'Nothing to fear' - Lucy Powell argues Jeremy Corbyn can be beaten in leadership battle
A senior Labour MP has argued the party has “nothing to fear” if Jeremy Corbyn is on the ballot in a leadership contest, claiming the left-winger is shedding membership support.
Lucy Powell said backing from the membership base that installed the leader last September was “falling - and falling very quickly indeed”.
Her comments come as a crunch meeting with Labour bosses, that will dictate the next steps for the embattled leader, gets underway.
The party’s ruling National Executive Committee will this afternoon decide whether Mr Corbyn will be automatically on the ballot paper or not in a leadership election.
Former shadow business secretary Angela Eagle has already launched her challenge to Mr Corbyn, while former shadow work and pensions secretary Owen Smith is expected to do the same.
Critics argue Labour rules dictate Mr Corbyn needs the support of 51 Labour MPs and MEPs in order to be on the ballot - but his supporters dispute the claim.
Speaking today, former shadow education secretary Ms Powell - who quit her role alongside more than 60 others in protest at Mr Corbyn’s leadership - said he could be beaten regardless.
“I think the support for him amongst party members is falling - and is falling very quickly indeed if you look at the polling that is happening amongst party members, amongst trade union affiliates, what’s coming up from the grassroots,” she told the BBC’s Daily Politics.
She added: “I’ve had many, many emails and phone calls from people who voted for Jeremy last year who now think that it is untenable that he can continue without the support of his parliamentary colleagues.”
However she argued the Labour rulebook was “pretty clear” that Mr Corbyn should be excluded from the ballot unless he could secure the nominations.

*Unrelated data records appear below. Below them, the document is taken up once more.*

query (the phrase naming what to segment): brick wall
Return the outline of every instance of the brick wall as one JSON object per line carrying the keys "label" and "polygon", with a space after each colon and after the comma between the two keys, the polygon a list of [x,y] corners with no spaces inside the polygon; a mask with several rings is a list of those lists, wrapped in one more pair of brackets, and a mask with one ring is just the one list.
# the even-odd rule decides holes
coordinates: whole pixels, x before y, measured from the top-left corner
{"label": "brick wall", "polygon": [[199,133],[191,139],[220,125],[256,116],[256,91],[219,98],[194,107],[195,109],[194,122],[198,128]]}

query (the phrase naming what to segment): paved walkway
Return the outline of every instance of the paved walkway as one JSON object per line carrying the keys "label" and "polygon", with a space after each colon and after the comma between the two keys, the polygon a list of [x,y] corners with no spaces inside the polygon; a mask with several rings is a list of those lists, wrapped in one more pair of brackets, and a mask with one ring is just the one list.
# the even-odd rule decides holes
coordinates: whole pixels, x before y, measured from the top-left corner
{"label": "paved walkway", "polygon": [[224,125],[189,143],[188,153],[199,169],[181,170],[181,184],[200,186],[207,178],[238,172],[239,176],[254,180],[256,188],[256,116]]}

She added that those who made the rules “would have never imagined a circumstance where a leader of the Labour party was seeking to continue on the basis of having less than 20% support of his MPs”.

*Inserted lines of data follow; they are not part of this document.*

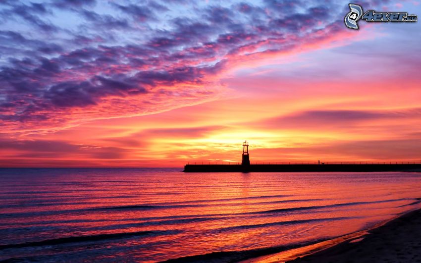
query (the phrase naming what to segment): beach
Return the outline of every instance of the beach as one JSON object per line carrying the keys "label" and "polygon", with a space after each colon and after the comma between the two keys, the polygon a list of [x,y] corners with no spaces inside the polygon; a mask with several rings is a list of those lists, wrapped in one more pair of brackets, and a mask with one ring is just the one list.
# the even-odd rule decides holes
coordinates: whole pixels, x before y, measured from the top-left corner
{"label": "beach", "polygon": [[360,238],[287,262],[421,262],[421,210],[399,216]]}
{"label": "beach", "polygon": [[[342,247],[335,245],[421,208],[420,178],[410,172],[0,169],[0,261],[285,262]],[[367,255],[381,253],[373,247]]]}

Elsewhere, Lord Collins, who helped write the current Labour rules, said all candidates - including the leader - must “meet the test of eligibility” by securing the nominations.
The peer, who was Labour’s general secretary in 2010, told Radio 4's World at One the rule was designed to ensure any elected leader had significant support among the parliamentary party.

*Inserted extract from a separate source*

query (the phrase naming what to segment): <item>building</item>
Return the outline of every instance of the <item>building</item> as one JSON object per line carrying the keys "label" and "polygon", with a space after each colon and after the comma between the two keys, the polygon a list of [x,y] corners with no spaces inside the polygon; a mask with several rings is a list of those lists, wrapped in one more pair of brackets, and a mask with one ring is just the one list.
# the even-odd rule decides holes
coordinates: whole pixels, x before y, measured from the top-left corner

But lawyers for the Unite union have argued it was “crystal clear” the need for 20% support of MPs and MEPs was for challengers but not the incumbent.
The union says Mr Corbyn must be on the ballot paper and has made clear legal action will be sought if not.
Meanwhile, reports have surfaced that an aide to Mr Corbyn tried to sack critic and MP Jon Ashworth from the NEC last night - but the move was overruled by the Shadow Cabinet.
Mr Corbyn has refused to quit as leader despite more than 60 shadow ministers resigning the Labour frontbench in an attempt to force him out, plus an overwhelming vote of no confidence from his own MPs.
Veteran left-winger Paul Flynn has apparently become the latest of Mr Corbyn’s MPs to call for him to quit.
Launching her bid to topple Mr Corbyn yesterday, Ms Eagle argued the embattled leader was unable to “provide the leadership” to win a general election.